Über einen letzten Ausweg konnte bisher nur hinter vorgehaltener Hand gesprochen werden, weil er von vielen Akteuren den Sprung über den eigenen Schatten verlangt: Die Rückkehr der Renzi-Gruppe in die Koalition. Zeitungen wie z. B. das Zentralorgan der italienischen Bischofskonferenz „Avvenire“ berichten (am 22. 1.), dass die Italia Viva-Abgeordneten zwei Tage nach der Senatssitzung eine von allen unterschriebene Erklärung zu Papier brachten, in der sie aus „Sorge über die institutionelle Blockade dieser Tage, die schwere gesundheitliche Situation und die dramatische ökonomische Lage unseres Landes…eine politische Lösung“ fordern, für die man sich „ohne Vetos und Vorbedingungen“ zusammensetzen solle. Die endgültige Abdankung Contes, in der viele Beobachter Renzis eigentliches Ziel sehen, wird nicht verlangt, sondern durch „ohne Vorbedingungen“ ersetzt. Die Reaktionen reichen von heftiger Ablehnung (vor allem von Conte und Vertretern der 5SB) bis zu Äußerungen eines vorsichtigen Interesses, vor allem seitens der PD, wo man zwar an Conte als dem Garanten des Bündnisses mit der 5SB festhalten will, aber auch einen realistischen Blick auf seine Schwierigkeiten hat, eine glaubwürdige Alternative zu den „Renziani“ zu finden. In der PD gibt es allerdings auch Skeptiker, deren Frage, ob man mit Renzi nicht schon nach einem Monat wieder in die gleiche Sackgasse geraten werde wie jetzt, kaum weniger Realismus zeigt. Renzis Intervention zwingt das Restbündnis in jedem Fall zu einer Gratwanderung mit hoher Absturzgefahr.

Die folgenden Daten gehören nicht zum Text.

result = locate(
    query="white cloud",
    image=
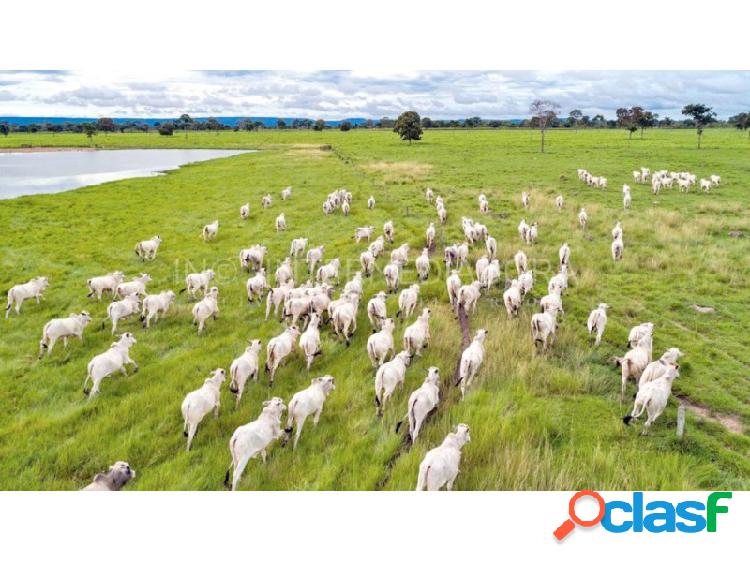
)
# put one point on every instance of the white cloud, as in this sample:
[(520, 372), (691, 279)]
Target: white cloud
[(339, 94)]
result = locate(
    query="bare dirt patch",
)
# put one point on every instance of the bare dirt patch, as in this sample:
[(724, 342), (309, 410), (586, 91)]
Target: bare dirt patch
[(733, 424), (399, 172)]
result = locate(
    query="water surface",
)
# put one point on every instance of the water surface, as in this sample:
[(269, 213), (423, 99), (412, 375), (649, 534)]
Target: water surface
[(32, 173)]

Es gibt einen Verfahrensvorschlag, der versucht, ohne Neuwahlen Zeit zu gewinnen, und der in den letzten Tagen zunehmend Anhänger findet: Conte erklärt Mittwoch Mattarella seinen Rücktritt, weil seine bisherige Mehrheit zerbrochen ist, und erklärt ihm gleichzeitig, dass er für sich die Chance zu einer neuen Regierungsbildung sieht. Und Mattarella entlässt ihn mit dem Auftrag, diese Möglichkeit zu sondieren. Was Conte einerseits Zeit gäbe, seine Suche nach einem „vierten Bein“ im Zentrum fortzusetzen, andererseits aber auch die Möglichkeit von Renzis Rückkehr offen lässt. Um gegebenenfalls mit denen, die dazu bereit sind, einen neuen „patto di legislatura“ abzuschließen. Da müssten allerdings viele mitspielen, nicht nur Conte und Mattarella. Aber versuchen könnte man es. Und Italien wäre nach Conte 1 und Conte 2 endlich bei Conte 3 angekommen. Der gemeinsame Nenner wäre Conte, der Überlebenskünstler.

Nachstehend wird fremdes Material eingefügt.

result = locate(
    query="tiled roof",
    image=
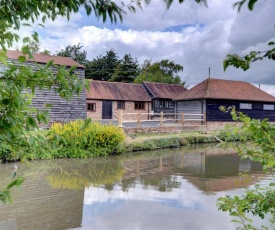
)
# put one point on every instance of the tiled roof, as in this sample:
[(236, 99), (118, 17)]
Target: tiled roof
[(43, 58), (162, 90), (104, 90), (226, 89)]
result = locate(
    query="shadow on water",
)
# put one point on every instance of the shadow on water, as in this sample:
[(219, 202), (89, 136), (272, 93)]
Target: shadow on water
[(161, 189)]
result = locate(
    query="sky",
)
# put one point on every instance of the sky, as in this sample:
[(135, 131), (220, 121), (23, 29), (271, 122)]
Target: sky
[(190, 34)]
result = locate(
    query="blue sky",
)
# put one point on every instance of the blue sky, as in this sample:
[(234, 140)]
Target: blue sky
[(189, 34)]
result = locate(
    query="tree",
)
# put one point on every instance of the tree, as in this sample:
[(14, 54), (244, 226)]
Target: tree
[(164, 71), (75, 53), (260, 200), (103, 67), (126, 70), (32, 43), (16, 116)]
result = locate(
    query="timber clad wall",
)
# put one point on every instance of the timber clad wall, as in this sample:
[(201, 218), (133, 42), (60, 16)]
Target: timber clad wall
[(191, 107), (129, 108), (61, 110), (214, 114)]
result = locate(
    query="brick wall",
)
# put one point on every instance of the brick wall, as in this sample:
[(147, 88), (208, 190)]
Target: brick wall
[(129, 108), (96, 115)]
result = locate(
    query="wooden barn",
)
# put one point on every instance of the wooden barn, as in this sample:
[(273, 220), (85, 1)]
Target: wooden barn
[(104, 99), (162, 95), (61, 110), (210, 94)]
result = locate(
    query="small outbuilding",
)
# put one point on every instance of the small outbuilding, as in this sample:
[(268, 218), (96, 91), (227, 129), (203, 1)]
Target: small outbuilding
[(61, 110), (207, 96), (104, 99), (162, 95)]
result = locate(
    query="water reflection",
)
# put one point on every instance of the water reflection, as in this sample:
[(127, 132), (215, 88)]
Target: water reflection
[(167, 189)]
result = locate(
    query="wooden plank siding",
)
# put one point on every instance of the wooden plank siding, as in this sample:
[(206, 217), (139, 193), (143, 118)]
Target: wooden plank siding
[(214, 114), (61, 110), (190, 107), (157, 108)]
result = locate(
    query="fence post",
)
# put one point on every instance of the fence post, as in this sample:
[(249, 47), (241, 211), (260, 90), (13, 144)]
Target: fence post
[(205, 122), (161, 118), (182, 119), (138, 120), (119, 119)]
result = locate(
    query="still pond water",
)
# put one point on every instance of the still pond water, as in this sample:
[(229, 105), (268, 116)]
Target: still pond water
[(164, 189)]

Bleibt die Frage, was Renzi mit dem ganzen Manöver bezweckte. Die rationalste Erklärung ist die Sichtbarkeit, die er damit für sich erreichen will – seine Partei dümpelt im Augenblick bei Zustimmungswerten von 3 %. Leider setzt er damit nicht nur seine eigene politische Existenz aufs Spiel.